From the documentation of np.where

If only condition is given, return the tuple condition.nonzero(), the indices where condition is True

So we look into the documentation of 'np.nonzero'

Returns a tuple of arrays, one for each dimension of a, containing the indices of the non-zero elements in that dimension. The values in a are always tested and returned in row-major, C-style order. The corresponding non-zero values can be obtained with:

So how can this be useful for np.where/np.nonzero return a tuple of arrays? I think it is related to indexing multi-dimensional arrays.

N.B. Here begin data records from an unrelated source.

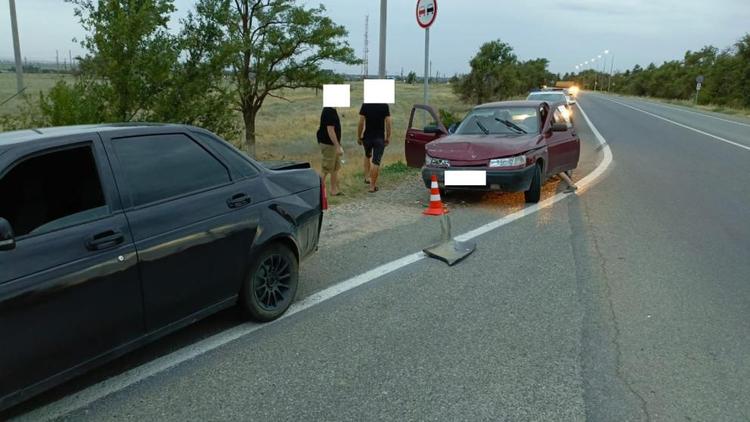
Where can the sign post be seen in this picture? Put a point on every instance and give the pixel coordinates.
(426, 14)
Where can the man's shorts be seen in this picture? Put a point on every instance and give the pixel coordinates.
(374, 149)
(331, 162)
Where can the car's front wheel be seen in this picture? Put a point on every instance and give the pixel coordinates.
(271, 284)
(535, 190)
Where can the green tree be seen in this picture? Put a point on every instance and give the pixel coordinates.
(130, 53)
(272, 45)
(493, 76)
(198, 92)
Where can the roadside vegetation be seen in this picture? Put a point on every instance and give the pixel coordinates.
(498, 74)
(726, 85)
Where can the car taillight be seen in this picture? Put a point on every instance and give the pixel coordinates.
(323, 195)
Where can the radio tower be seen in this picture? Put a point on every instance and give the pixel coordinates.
(366, 53)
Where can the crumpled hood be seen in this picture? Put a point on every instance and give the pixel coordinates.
(481, 147)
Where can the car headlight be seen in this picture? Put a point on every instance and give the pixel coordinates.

From the example of the documentation if we have

y = np.arange(35).reshape(5,7)

We can do

y[np.array([0,2,4]), np.array([0,1,2])]

to select y[0, 0], y[2, 1], y[4, 2].

In this case, if the index arrays have a matching shape, and there is an index array for each dimension of the array being indexed, the resultant array has the same shape as the index arrays, and the values correspond to the index set for each position in the index arrays. In this example, the first index value is 0 for both index arrays, and thus the first value of the resultant array is y[0,0]. The next value is y[2,1], and the last is y[4,2].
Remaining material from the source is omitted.